Pam Kearfott Pam Kearfott, supervising engineer in the watershed engineering division of the city’s watershed protection department, meets with Onion Creek residents following a flood-mitigation update May 16.[/caption]

Stand-alone options

  • Regional detention ponds: The option, which involves building detention ponds upstream designed to temporarily hold floodwater before slowly draining once flood conditions have passed, does offer some benefits but does not completely eliminate the risk for residents living within the floodplain, Cindy Engelhardt, project engineer and director of water resources in Austin for Halff Associates, said.  The detention ponds would not have provided much protection in the 2013 and 2015 floods, she said. The option does have potential benefits, Engelhardt said, including the removal of 80 homes from the floodplain, which leaves about 60 homes still at risk.

    • Cost: $51 million

    • Time frame: 10 years or more to implement

  • Channel clearing: The project would include removing the underbrush and trees from the creek. Engelhardt said this option is not highest on the list for several reasons, including the impact on the environment. Clearing the area is equal to 126 acres of land and would require extensive annual maintenance. This particular option would require removal of 52 homes from the floodplain, leaving 87 homes still at risk.

    • Cost: $36 million

    • Time frame: two to five years to implement and ongoing maintenance annually

  • Voluntary buyout program: Engelhardt said this is the most effective means of flood mitigation, although there are some downfalls, including making perpetual improvements to the structures. This process is strictly voluntary but would remove all 139 structures from the floodplain.

    • Cost: $99 million

    • Time frame: two years to implement

Combination options:

  • CenTex West Detention Pond with channel modifications: This option would relieve flooding in the Wild Dunes neighborhood but would only protect 111 structures in the floodplain, and would also require the reconstruction of the River Plantation Bridge on I-35 and Bradshaw Lane.

    • Cost: $72 million

    • Time frame: over 10 years to implement

  • Pinehurst flood protection wall with voluntary buyouts: The proposed option involves building a flood wall along the driving range of the Onion Creek Golf Course that would be about 5.5 feet tall and includes interior drainage that would protect the 48 homes along the wall in the Pinehurst neighborhood. Similarly, since the flood wall does not provide protection for the Wild Dunes neighborhood, Engelhardt said Halff is proposing voluntary buyouts. This solution protects all 139 homes in the floodplain.

    • Cost: $62 million

    • Time frame: five to seven years for construction of the floodwall and to conduct the buyouts

  • Pinehurst flood wall with channel modifications: This solution would call for improvements to the River Plantation Bridge to help improve the flow of water downstream as well as a 5.5-foot wall along the golf course in the Pinehurst neighborhood. This option would also remove all 139 homes from the floodplain

    • Cost: $88 million

    • Time frame: seven to 10 years to implement

What’s next

Halff Associates is working to finalize the feasibility study. The firm plans to make a presentation to the city’s environmental commission on June 7. Once results are finalized, they will be presented to City Council for review.

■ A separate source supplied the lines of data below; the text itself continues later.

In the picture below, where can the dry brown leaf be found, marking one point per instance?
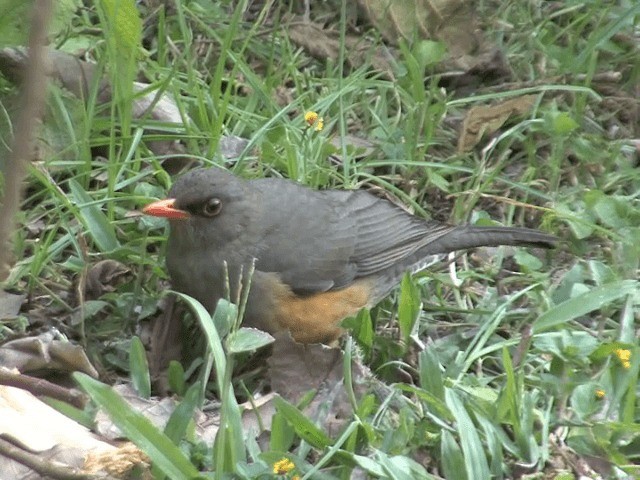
(325, 44)
(10, 304)
(103, 277)
(42, 433)
(45, 353)
(486, 119)
(295, 369)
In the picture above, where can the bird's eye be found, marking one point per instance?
(212, 207)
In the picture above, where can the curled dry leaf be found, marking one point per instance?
(295, 369)
(486, 119)
(42, 436)
(10, 304)
(324, 44)
(45, 353)
(103, 277)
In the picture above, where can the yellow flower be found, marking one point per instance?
(283, 466)
(310, 118)
(624, 356)
(314, 120)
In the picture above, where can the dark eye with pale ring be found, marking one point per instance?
(211, 207)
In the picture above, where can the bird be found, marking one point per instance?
(320, 256)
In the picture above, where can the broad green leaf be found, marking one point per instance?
(139, 368)
(303, 427)
(139, 429)
(223, 309)
(183, 414)
(96, 222)
(451, 458)
(247, 340)
(408, 308)
(474, 458)
(176, 376)
(583, 304)
(430, 373)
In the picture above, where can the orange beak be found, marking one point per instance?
(165, 208)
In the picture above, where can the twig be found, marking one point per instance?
(41, 387)
(33, 97)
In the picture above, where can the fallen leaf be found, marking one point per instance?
(486, 119)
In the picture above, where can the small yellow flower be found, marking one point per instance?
(624, 356)
(314, 120)
(283, 466)
(310, 118)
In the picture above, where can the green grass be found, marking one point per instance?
(500, 368)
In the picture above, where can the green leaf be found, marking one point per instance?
(97, 224)
(176, 375)
(583, 304)
(563, 124)
(451, 458)
(224, 317)
(303, 427)
(408, 308)
(224, 309)
(139, 429)
(247, 340)
(474, 458)
(183, 414)
(430, 373)
(139, 368)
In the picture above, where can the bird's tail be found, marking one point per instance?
(471, 236)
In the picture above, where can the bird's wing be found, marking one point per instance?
(325, 240)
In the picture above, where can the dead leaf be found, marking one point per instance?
(10, 304)
(486, 119)
(324, 44)
(295, 369)
(40, 436)
(103, 277)
(44, 352)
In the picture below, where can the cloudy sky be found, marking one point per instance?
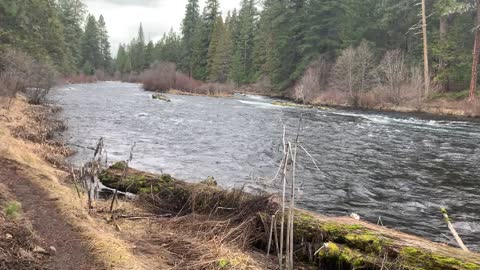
(157, 16)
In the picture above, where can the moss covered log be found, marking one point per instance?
(331, 243)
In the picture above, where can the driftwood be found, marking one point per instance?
(327, 242)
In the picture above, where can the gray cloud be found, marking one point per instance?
(157, 16)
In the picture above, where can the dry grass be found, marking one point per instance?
(16, 239)
(107, 249)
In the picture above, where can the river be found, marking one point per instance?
(399, 167)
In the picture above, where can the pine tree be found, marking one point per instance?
(220, 69)
(192, 17)
(150, 54)
(200, 50)
(91, 51)
(72, 13)
(104, 45)
(243, 68)
(137, 51)
(217, 35)
(122, 59)
(264, 42)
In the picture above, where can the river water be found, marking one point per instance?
(394, 166)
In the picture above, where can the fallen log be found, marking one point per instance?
(325, 242)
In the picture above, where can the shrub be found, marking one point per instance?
(393, 74)
(161, 77)
(215, 89)
(15, 69)
(185, 83)
(42, 79)
(353, 71)
(20, 73)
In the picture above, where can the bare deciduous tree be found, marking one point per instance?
(314, 80)
(392, 71)
(353, 72)
(20, 73)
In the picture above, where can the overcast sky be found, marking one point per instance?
(157, 16)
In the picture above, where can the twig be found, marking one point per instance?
(4, 116)
(270, 235)
(75, 183)
(282, 224)
(129, 217)
(380, 222)
(452, 229)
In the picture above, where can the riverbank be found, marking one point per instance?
(437, 104)
(203, 226)
(30, 172)
(215, 217)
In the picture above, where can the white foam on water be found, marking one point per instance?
(255, 97)
(260, 104)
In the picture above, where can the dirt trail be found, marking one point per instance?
(48, 223)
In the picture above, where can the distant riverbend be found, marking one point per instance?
(394, 166)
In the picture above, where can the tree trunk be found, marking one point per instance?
(426, 72)
(443, 40)
(476, 47)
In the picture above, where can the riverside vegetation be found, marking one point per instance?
(171, 223)
(324, 52)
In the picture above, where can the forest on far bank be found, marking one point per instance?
(306, 48)
(337, 52)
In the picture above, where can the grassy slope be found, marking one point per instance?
(109, 250)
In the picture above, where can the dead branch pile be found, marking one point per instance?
(42, 124)
(210, 217)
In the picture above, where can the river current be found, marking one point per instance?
(399, 167)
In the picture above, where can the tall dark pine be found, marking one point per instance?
(106, 60)
(91, 51)
(192, 17)
(476, 51)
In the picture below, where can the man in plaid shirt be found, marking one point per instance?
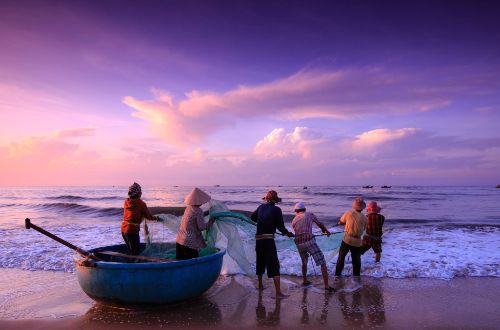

The city will also need to research avenues of funding for these projects. Kearfott said the projects would not be eligible for federal or state funding. The watershed protection department does have a drainage utility fund it can utilize to help pay for some of the options, but it would not fund the project entirely.

“Funding constraints are something we have to consider,” Kearfott said. “None of these solutions are cheap. Even the cheapest of the options is more expensive than the entire capital improvement project budget for the watershed department in a year."